L’outil s’adresse aux professionnels et le dépôt d’une œuvre sur le site permet d’obtenir un certificat de propriété intellectuelle. « Pour l’instant, ce dépôt coûte un euro toutes taxes comprises, poursuit le CEO. Ce sera revu à la hausse sur la version 1. »

Les œuvres sont ensuite accessibles selon différentes tarifications. « Nous n’avons pas de publicité, cela ne fait pas partir du modèle, précise Wilhelm Bérard. Les artistes peuvent choisir un prix libre. Les internautes auront accès à l’œuvre gratuitement et peuvent ensuite payer le prix qu’ils souhaitent. Il y a la possibilité de fixer un prix minimum qui permette d’accéder à l’œuvre. Vous payez par exemple deux euros et vous pouvez accéder à l’œuvre comme une VOD. Sur les live, il est aussi possible de faire des dons. Par exemple, le 29 novembre, il y a eu un concert des Lehmanns Brothers sur ce modèle. Six cents personnes ont assisté à la représentation en direct et le groupe a reçu trois cents euros au cours de la prestation. Les gens sont prêts à payer pour quelque chose qui se passe en live et qui les font vibrer. »

Gaiar permet aussi d’associer d’autres personnes morales ou physiques pour partager les gains comme un label de musique, un groupe ou encore une société de concert. « Tout se fait sur un contrat intelligent, un ‘‘smart contract’’ qui répartit de façon instantanée les paiements. Nous avons aussi une fonction qui permet de rémunérer des influenceurs selon un pourcentage déterminé par l’artiste. Il est aussi possible de relayer des contenus sur n’importe quel réseau social.
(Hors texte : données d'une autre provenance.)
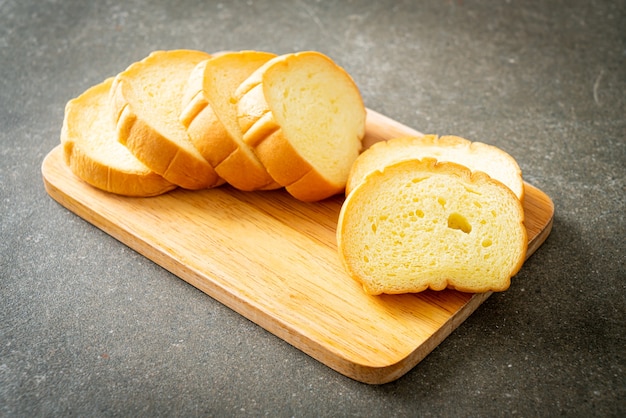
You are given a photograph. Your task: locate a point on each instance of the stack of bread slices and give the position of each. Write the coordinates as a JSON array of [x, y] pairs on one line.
[[420, 212], [190, 119]]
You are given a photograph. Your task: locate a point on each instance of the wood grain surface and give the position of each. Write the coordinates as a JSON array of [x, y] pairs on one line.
[[274, 260]]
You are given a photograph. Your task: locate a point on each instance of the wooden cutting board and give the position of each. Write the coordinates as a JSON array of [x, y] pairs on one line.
[[274, 260]]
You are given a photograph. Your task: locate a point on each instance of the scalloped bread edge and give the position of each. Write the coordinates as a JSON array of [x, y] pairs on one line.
[[92, 152], [145, 101], [400, 232]]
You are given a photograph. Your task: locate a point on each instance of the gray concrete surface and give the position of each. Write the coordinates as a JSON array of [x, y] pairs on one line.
[[90, 328]]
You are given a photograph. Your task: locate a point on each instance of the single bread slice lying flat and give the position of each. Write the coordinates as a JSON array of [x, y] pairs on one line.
[[305, 119], [146, 100], [423, 224], [476, 156], [93, 153], [210, 116]]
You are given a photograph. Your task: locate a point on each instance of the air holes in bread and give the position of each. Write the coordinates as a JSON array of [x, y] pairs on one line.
[[458, 221]]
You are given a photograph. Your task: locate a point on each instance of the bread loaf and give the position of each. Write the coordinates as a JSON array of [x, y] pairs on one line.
[[146, 102], [420, 224], [476, 156], [304, 117], [92, 151], [210, 116]]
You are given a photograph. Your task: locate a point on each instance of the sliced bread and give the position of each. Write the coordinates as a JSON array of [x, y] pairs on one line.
[[476, 156], [304, 117], [146, 100], [92, 152], [420, 224], [210, 116]]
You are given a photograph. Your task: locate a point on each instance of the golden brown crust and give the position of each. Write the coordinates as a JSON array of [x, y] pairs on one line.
[[262, 132], [165, 155], [365, 192], [449, 147], [212, 130]]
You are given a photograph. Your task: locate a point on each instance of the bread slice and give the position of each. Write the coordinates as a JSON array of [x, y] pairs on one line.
[[476, 156], [305, 119], [210, 116], [146, 100], [421, 224], [92, 152]]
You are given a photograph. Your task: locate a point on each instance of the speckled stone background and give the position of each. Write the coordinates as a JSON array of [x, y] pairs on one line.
[[90, 328]]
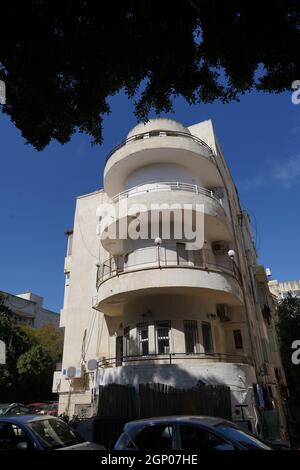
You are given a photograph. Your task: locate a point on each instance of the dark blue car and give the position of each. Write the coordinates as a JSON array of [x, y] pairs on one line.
[[187, 433], [32, 432]]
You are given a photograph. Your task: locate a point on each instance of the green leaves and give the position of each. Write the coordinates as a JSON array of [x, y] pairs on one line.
[[31, 355], [61, 61]]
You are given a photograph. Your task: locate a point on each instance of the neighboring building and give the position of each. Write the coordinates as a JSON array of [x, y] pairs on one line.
[[28, 309], [150, 310], [281, 289]]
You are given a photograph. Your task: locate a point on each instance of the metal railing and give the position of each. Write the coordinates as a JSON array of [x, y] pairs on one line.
[[195, 259], [161, 185], [172, 358], [161, 133]]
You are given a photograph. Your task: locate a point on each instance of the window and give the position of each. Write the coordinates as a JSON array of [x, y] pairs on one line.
[[163, 337], [238, 340], [126, 342], [196, 438], [143, 339], [159, 437], [182, 254], [191, 336], [246, 439], [264, 346], [54, 433], [207, 338], [12, 437]]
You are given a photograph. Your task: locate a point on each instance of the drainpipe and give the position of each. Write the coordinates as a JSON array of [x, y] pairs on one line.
[[239, 261]]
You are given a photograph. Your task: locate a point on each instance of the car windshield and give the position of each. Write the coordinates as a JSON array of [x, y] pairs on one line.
[[3, 408], [54, 433], [241, 436]]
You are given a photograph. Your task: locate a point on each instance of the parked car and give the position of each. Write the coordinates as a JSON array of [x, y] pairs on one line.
[[34, 432], [9, 409], [187, 433]]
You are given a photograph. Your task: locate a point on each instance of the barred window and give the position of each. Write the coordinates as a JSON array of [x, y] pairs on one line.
[[126, 342], [238, 340], [163, 329], [143, 339], [207, 337], [191, 336]]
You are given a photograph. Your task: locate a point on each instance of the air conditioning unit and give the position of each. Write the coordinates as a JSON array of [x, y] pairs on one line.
[[219, 247], [223, 313], [92, 364], [265, 369], [73, 372]]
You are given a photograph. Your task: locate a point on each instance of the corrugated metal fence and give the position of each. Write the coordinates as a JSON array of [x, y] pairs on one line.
[[121, 403]]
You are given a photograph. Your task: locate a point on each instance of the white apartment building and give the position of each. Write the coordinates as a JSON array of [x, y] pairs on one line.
[[282, 288], [150, 310], [29, 310]]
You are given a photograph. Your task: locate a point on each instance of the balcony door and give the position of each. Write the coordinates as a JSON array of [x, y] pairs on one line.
[[119, 350]]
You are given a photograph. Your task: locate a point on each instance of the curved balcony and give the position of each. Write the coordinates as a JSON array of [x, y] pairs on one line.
[[159, 146], [174, 359], [155, 272], [169, 193]]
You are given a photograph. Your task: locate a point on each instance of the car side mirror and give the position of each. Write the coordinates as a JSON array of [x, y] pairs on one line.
[[22, 446]]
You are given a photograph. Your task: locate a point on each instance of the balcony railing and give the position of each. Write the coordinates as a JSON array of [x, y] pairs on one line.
[[161, 133], [157, 185], [157, 257], [173, 358]]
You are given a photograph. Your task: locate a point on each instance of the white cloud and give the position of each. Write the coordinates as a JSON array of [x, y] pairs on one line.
[[287, 172], [284, 172]]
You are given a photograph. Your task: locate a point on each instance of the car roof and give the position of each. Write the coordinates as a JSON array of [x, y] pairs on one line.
[[194, 419], [23, 419]]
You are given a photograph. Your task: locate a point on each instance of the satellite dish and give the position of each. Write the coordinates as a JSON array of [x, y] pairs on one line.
[[92, 364], [71, 372]]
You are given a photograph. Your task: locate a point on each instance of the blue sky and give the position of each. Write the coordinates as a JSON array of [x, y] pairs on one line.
[[260, 138]]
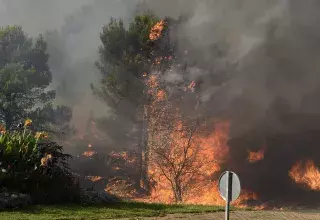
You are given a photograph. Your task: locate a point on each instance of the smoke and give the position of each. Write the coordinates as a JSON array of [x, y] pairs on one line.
[[71, 29], [254, 62]]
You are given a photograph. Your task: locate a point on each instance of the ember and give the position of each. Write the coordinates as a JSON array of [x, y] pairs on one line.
[[156, 30], [256, 156], [306, 174], [89, 153], [94, 178]]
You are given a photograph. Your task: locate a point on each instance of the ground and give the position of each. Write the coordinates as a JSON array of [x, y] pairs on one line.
[[241, 215], [140, 211]]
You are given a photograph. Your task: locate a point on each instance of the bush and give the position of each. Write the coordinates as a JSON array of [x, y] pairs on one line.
[[14, 200], [33, 165], [97, 197]]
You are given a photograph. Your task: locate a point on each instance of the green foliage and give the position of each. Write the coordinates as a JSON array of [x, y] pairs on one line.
[[24, 78], [110, 211], [31, 165], [125, 56]]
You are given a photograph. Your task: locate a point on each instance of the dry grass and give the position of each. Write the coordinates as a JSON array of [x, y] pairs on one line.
[[244, 215]]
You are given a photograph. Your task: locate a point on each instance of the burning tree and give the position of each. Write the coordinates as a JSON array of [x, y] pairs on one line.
[[175, 156]]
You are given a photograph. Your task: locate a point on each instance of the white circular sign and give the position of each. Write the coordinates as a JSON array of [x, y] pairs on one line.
[[234, 186]]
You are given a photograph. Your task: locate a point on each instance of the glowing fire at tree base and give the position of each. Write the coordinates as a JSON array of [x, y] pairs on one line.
[[306, 174]]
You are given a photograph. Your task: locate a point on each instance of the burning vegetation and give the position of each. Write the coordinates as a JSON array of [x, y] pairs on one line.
[[306, 174], [181, 155], [256, 156]]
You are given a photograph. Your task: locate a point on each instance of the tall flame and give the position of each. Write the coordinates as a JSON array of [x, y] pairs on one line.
[[307, 174], [156, 30], [256, 156]]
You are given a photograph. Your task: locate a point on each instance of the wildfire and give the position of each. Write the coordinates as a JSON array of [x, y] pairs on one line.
[[307, 174], [45, 159], [156, 30], [201, 160], [94, 178], [27, 122], [191, 86], [89, 153], [256, 156]]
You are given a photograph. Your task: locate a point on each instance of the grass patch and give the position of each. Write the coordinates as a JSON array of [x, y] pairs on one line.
[[118, 210]]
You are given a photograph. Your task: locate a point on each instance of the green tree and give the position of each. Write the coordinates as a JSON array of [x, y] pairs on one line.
[[25, 77], [127, 57]]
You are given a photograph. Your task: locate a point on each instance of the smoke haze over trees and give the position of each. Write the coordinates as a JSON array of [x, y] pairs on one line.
[[253, 63]]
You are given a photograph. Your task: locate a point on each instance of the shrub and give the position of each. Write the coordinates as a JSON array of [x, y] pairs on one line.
[[32, 164], [14, 200]]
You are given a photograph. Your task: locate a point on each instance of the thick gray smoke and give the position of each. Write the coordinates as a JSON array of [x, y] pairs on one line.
[[269, 59], [72, 31], [255, 62]]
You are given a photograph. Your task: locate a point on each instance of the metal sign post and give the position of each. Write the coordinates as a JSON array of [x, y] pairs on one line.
[[229, 188]]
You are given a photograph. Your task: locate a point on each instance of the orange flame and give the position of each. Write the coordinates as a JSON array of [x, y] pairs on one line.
[[94, 178], [256, 156], [156, 30], [89, 153], [44, 160], [307, 174]]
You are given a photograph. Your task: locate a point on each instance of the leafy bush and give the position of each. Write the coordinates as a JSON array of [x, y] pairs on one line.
[[32, 164], [97, 197], [13, 200]]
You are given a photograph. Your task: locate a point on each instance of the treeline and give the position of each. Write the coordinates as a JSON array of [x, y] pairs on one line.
[[132, 63]]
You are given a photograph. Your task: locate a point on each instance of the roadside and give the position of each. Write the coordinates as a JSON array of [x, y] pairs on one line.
[[243, 215]]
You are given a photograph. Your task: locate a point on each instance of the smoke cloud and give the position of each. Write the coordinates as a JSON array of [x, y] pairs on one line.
[[255, 63]]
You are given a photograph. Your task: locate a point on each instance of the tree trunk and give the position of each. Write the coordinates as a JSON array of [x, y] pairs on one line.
[[145, 152], [177, 190], [8, 121]]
Par exemple, l’artiste peut partager le ‘‘player’’ sur Facebook et le paiement peut être effectué sur le ‘‘wallet’’ Gaiar sur un autre onglet. »

Concerts-live

La plate-forme, quant à elle, récupère 15 % des gains pour assurer le fonctionnement. « Nous sommes transparents, les chiffres sont traçables, souligne le CEO. Les artistes qui utilisent le service doivent créer un compte en tant qu’indépendant ou société pour ouvrir un portefeuille. Il est possible de savoir de façon instantanée ce qu’il se passe sur les contenus. Une fois par mois, un récapitulatif de l’activité est envoyée. »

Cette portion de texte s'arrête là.